Despite having its government records encrypted on X-Road’s decentralised network, the data integrity of Estonia’s digital blockchain republic still faces several cyber security threats. As Estonia’s policy to increase its digital immigration through the introduction of its ‘e-residency’ program flourishes, so will the threats to the privacy and digital identity records of its 1.3 million citizens (E-estonia, 2018). Nearly every Estonian citizen has an ID card that operates under a 2048-bit public key encryption that enables them to access state services. Despite having such digital information protected on a theoretically hack and fraudulent proof blockchain network, such data can still be infiltrated if nefarious actors successfully conduct a 51% or ‘double spend’ attack. When an Estonian citizen conducts a transaction, it must achieve consensus by other participants in the system through solving mathematical algorithms before the transaction is added permanently onto X-road’s blockchain, ensuring that the data cannot be manipulated (Shin, Lee et Kim, 2018). A 51% attack occurs when actors concentrate and pool their computing power to verify more than 51% of all transactions conducted on the blockchain, temporarily allowing them to control the network or at a bare minimum, reverse previous transaction recorded on the blockchain (Manski et Manski, 2018). A blockchain is deemed immune to both hacking and forgery due to the unsustainable amount of energy it would cost to implement and maintain a 51% attack. However, Moore’s law suggests that future quantum computers have sufficient processing power to solve cryptographic algorithms exponentially faster than today’s computers. This potentially renders Estonia’s cryptographic digital infrastructure technically obsolete and susceptible to a 51% attack by cyber criminals (Khan, 2018).
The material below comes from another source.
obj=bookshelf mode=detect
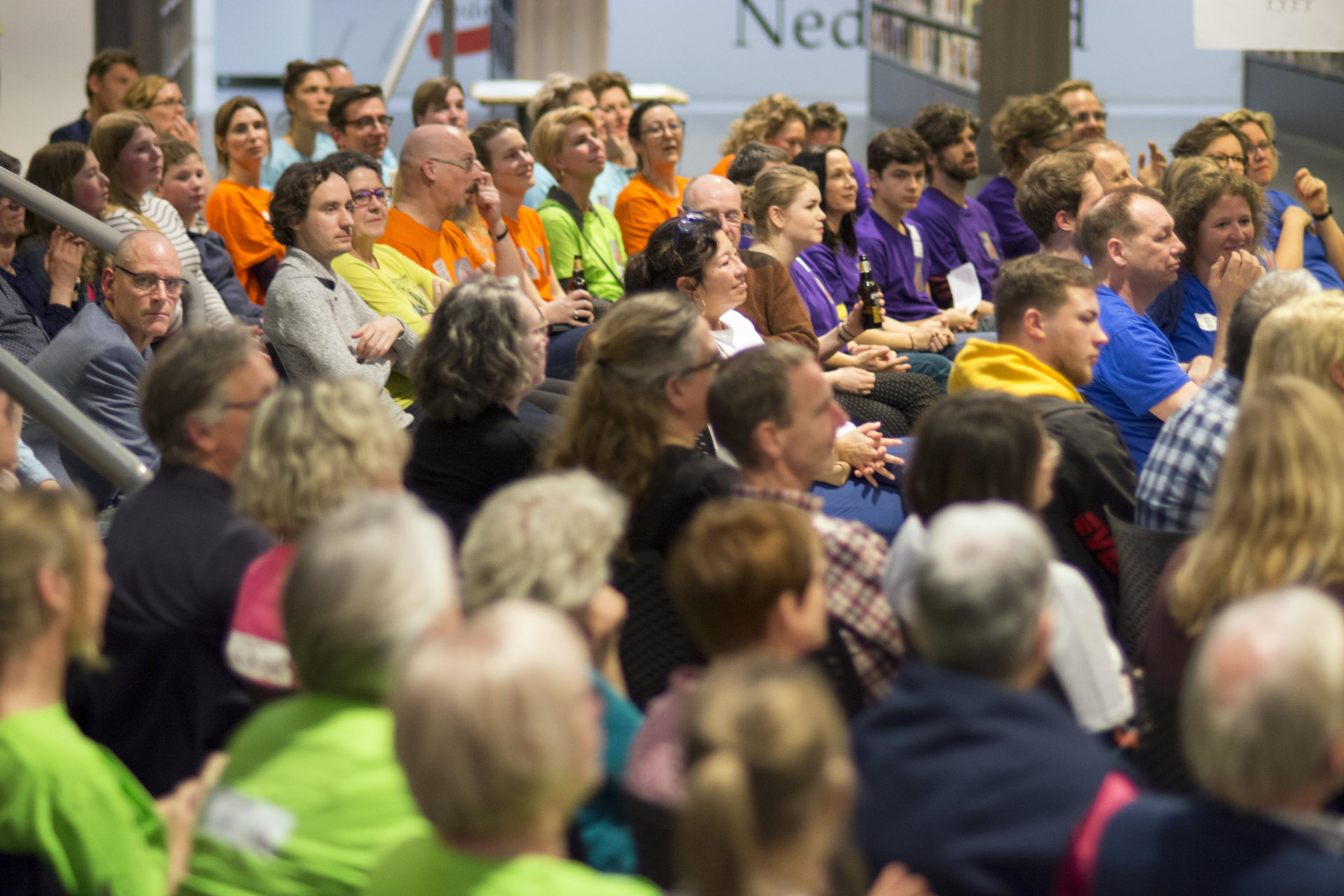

A 51% attack would see Estonian citizens risk identity theft and compromise their national security information. Furthermore, the ability of the Estonian government to properly collect taxes and run other governmental duties will be undermined and autonomous smart contracts that operate ‘smart’, self-operating-blockchain-run Estonian objects ranging from civilian and military vehicles can even be weaponised by the cyber criminals. Furthermore, the definition of security can also be extended to encompass ‘financial security’. A 51% attack on Estonia’s proposed cryptocurrency ‘Estcoin’ could threaten the Estonia’s economic security and potentially the EURO zone if Estcoin is widely adopted by both Estonians and European citizens. Hence, increased collaboration between Estonia and existing global governance institutions and actors to adopt mutually beneficial solutions that enhance the cyber security of states worldwide is needed.